Ook handelstransacties of praktijken van een zelfstandige worden tegen hun reële waarde in aanmerking genomen. Dit vloeit voort uit de materiële activa en uit innerlijke waarden, de zogenaamde “goede wil”. Beide worden weerspiegeld in de winst van het bedrijf, daarom is de waardering altijd gebaseerd op de winst van het bedrijf.
Levensverzekeringen worden alleen aan de nalatenschap toegerekend als zijn erfgenamen daar recht op hebben.

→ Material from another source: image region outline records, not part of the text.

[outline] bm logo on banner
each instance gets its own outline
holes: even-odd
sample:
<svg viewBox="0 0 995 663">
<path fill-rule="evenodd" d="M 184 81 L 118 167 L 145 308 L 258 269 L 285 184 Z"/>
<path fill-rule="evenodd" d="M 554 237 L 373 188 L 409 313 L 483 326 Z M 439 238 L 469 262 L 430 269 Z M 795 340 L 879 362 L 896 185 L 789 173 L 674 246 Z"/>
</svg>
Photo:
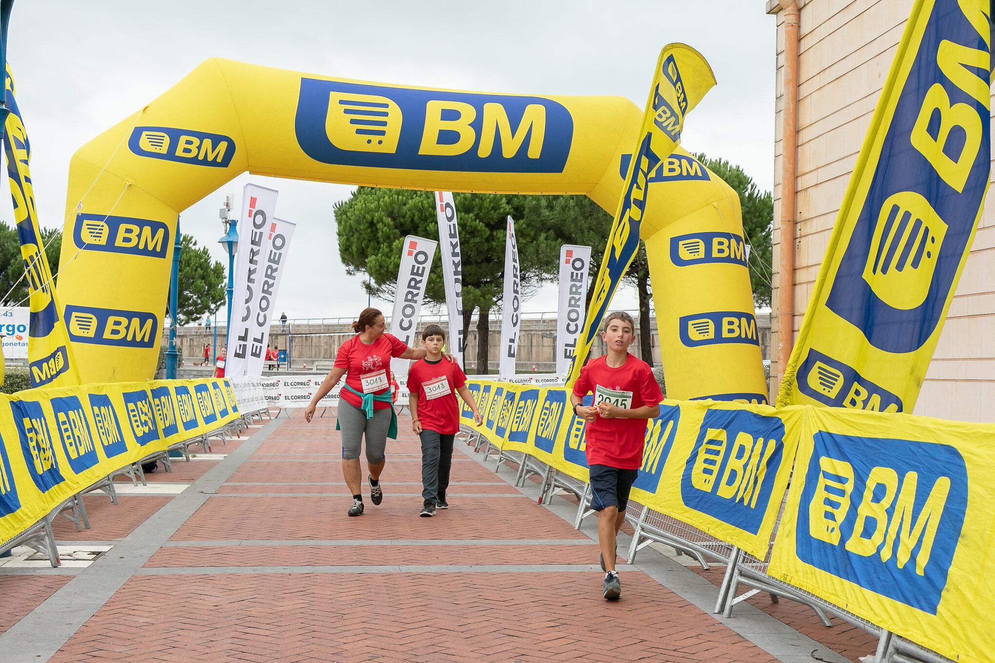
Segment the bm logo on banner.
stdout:
<svg viewBox="0 0 995 663">
<path fill-rule="evenodd" d="M 681 498 L 691 509 L 756 534 L 783 458 L 779 416 L 709 410 L 685 464 Z"/>
<path fill-rule="evenodd" d="M 967 508 L 967 470 L 935 442 L 819 431 L 798 508 L 806 564 L 936 614 Z"/>
</svg>

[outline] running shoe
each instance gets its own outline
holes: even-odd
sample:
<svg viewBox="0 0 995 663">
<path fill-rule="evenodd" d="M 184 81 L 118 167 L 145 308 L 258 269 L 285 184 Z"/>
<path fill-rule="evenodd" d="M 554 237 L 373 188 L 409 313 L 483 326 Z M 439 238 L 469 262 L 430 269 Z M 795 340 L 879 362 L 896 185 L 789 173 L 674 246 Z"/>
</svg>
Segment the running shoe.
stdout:
<svg viewBox="0 0 995 663">
<path fill-rule="evenodd" d="M 622 595 L 622 583 L 619 582 L 619 575 L 614 571 L 605 574 L 601 593 L 608 600 L 617 600 Z"/>
<path fill-rule="evenodd" d="M 379 482 L 374 486 L 372 477 L 367 476 L 366 478 L 370 482 L 370 501 L 374 505 L 380 504 L 380 502 L 383 502 L 383 488 L 380 487 Z"/>
</svg>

Ze horen niet in de nalatenschap als de verzekerde een derde als begunstigde heeft aangewezen. Wel kunnen er aanvullende aanspraken zijn op een verplicht deel. Indien de derde een herroepbaar inschrijvingsrecht als schenking heeft gekregen, is de terugkoopwaarde op het moment van overlijden bepalend. In individuele gevallen kan ook een objectief bewezen hogere realiseerbare waarde als uitgangspunt worden genomen als de erflater de levensverzekeringsclaims tegen een hogere prijs aan een commerciële koper had kunnen verkopen.
Personen uitsluiten of onterfen, kan erg lastig en vervelend voor de nabestaanden zijn. Meer informatie kan u een notaris geven, en u kunt ook meer informatie verkrijgen op erfrecht online.